When U.S. officials began collecting consumer complaints about credit cards, one goal was to identify patterns that could help them write rules protecting families with low and moderate incomes.

Nearly two years later, it’s the well-to-do neighborhoods of Florida and New York that are supplying the most grievances to the Consumer Financial Protection Bureau, an analysis of agency data shows.

Of the top four zip codes contributing to the 18,539 complaints published as of March 18, two are on Manhattan’s Upper West Side and two in south Florida -- Boca Raton and Palm Beach Gardens. Almost 60 percent of complaints originated in zip codes where the median household income is higher than the national median of $52,762, according to the analysis.

The firms cited most often in the disputes are some of the biggest card issuers: Capital One Financial Corp., Citigroup Inc., Bank of America Corp., JPMorgan Chase & Co. and GE Capital Retail Bank, a unit of General Electric Co.

The consumer bureau, established by the 2010 Dodd-Frank Act, started collecting complaints about credit cards in July 2011 and works with financial companies to resolve them. The agency has since opened the system to other products including mortgages, bank accounts, student loans and vehicle loans.

Richard Cordray, the agency’s director, will hold a hearing on the complaint system tomorrow in Des Moines, Iowa.

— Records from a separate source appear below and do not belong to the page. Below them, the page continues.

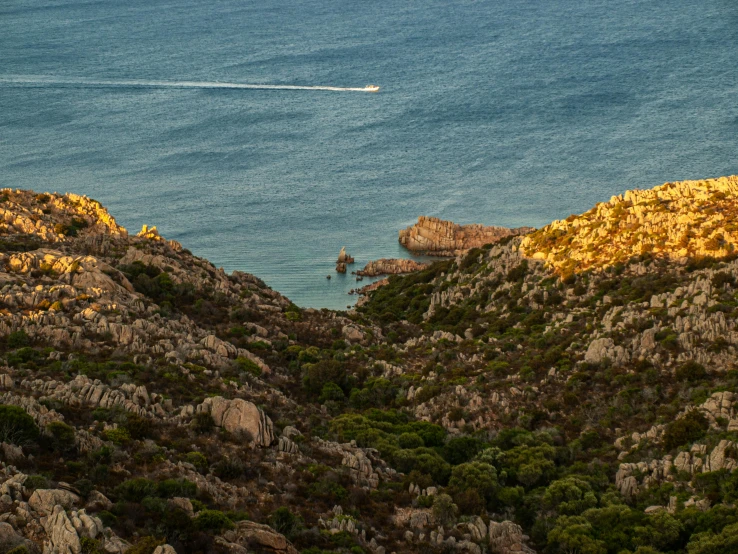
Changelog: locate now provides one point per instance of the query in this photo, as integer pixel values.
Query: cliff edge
(438, 237)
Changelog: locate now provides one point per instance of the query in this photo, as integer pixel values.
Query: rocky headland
(505, 400)
(436, 237)
(390, 266)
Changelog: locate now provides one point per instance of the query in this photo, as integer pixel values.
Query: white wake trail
(53, 81)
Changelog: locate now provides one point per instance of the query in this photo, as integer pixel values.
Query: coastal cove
(511, 114)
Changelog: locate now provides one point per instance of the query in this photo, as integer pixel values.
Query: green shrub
(109, 519)
(16, 426)
(247, 366)
(119, 435)
(135, 490)
(285, 522)
(91, 546)
(146, 545)
(198, 460)
(410, 440)
(170, 488)
(36, 482)
(203, 423)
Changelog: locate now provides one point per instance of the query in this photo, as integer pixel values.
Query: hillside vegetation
(571, 391)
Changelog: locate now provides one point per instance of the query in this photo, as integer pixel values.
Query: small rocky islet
(567, 389)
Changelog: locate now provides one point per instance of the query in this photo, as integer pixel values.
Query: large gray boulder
(239, 416)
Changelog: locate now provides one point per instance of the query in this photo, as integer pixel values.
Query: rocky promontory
(437, 237)
(390, 266)
(678, 221)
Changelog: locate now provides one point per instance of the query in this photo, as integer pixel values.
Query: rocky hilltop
(437, 237)
(501, 401)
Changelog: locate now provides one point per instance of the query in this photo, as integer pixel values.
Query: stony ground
(569, 391)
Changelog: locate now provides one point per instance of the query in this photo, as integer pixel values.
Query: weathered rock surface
(390, 266)
(678, 220)
(249, 533)
(240, 416)
(445, 238)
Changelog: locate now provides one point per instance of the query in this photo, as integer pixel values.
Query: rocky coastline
(151, 403)
(436, 237)
(390, 266)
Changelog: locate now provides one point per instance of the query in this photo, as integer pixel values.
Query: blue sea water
(498, 112)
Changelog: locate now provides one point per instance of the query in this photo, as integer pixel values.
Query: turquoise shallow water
(509, 113)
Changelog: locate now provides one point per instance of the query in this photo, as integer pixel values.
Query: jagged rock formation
(679, 220)
(165, 396)
(240, 417)
(437, 237)
(390, 266)
(343, 260)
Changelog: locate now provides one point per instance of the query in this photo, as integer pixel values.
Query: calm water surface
(498, 112)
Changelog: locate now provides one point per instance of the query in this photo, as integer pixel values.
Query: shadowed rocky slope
(501, 401)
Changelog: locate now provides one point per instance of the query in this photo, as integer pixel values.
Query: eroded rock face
(390, 266)
(661, 222)
(445, 238)
(45, 500)
(507, 538)
(249, 533)
(240, 416)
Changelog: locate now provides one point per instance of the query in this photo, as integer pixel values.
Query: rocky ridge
(437, 237)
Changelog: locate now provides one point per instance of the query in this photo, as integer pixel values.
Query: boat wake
(35, 81)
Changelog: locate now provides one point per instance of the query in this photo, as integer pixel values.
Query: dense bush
(686, 429)
(16, 426)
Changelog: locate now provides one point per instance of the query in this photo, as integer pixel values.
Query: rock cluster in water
(343, 260)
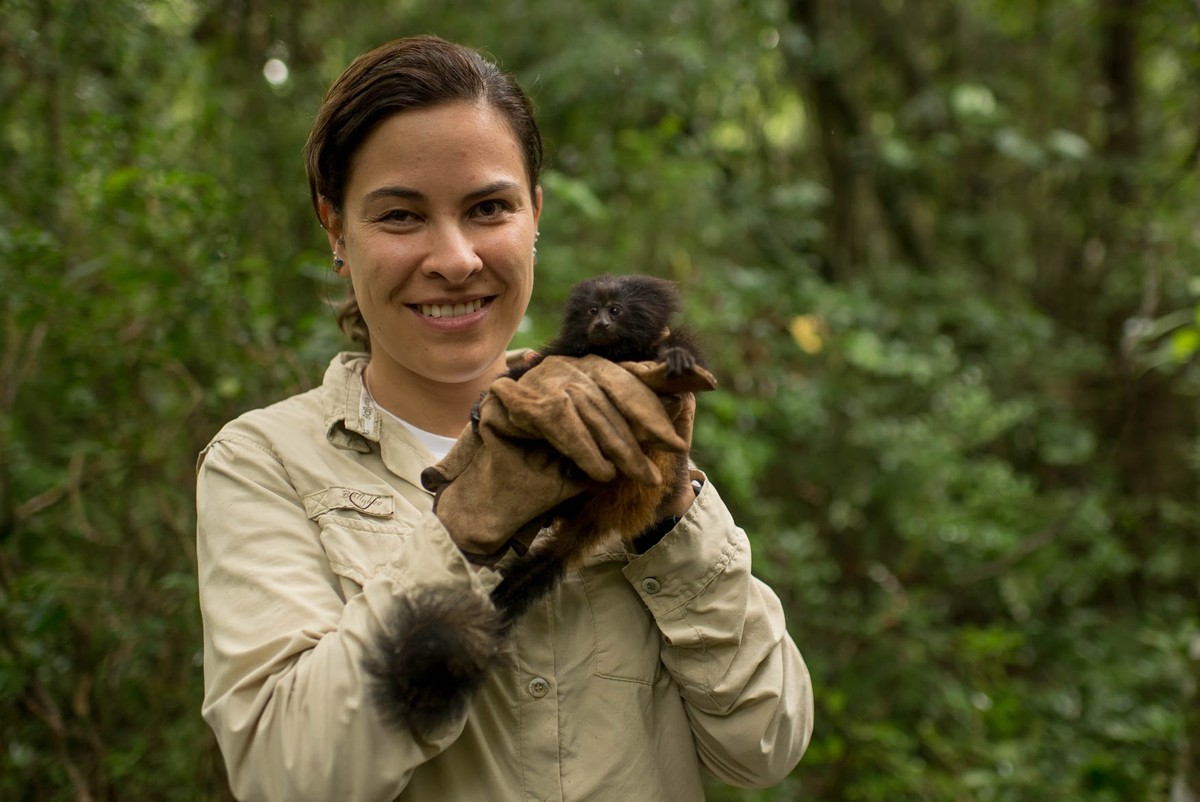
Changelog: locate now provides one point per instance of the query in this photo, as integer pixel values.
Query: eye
(397, 216)
(491, 208)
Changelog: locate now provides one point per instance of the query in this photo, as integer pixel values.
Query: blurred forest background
(945, 257)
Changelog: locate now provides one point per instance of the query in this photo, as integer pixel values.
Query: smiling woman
(351, 647)
(436, 233)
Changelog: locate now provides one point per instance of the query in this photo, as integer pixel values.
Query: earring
(339, 263)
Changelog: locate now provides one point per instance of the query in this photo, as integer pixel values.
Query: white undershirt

He said on March 12 that the bureau has received more than 130,000 complaints of all types.

‘Frustrated’ Consumers

“Through our consumer response operation, we have helped return millions of dollars to consumers and have addressed many problems that had been frustrating your constituents for months or even years,” Cordray told lawmakers.

The bureau will expand the system this year to collect complaints about other financial services, such as short-term loans and debt collection, and will publish more of the data, according to two people briefed on the issue who spoke on condition of anonymity because the plans aren’t public.

Only the lists of credit-card complaints have been posted on the bureau’s website. The records don’t give the names of those filing complaints or reproduce their comments. The bureau data includes the customer’s zip code, the bank issuing the card, the nature of the dispute and how it was resolved. Bloomberg News compared the data with information from the U.S. Census Bureau, which tracks income by zip code.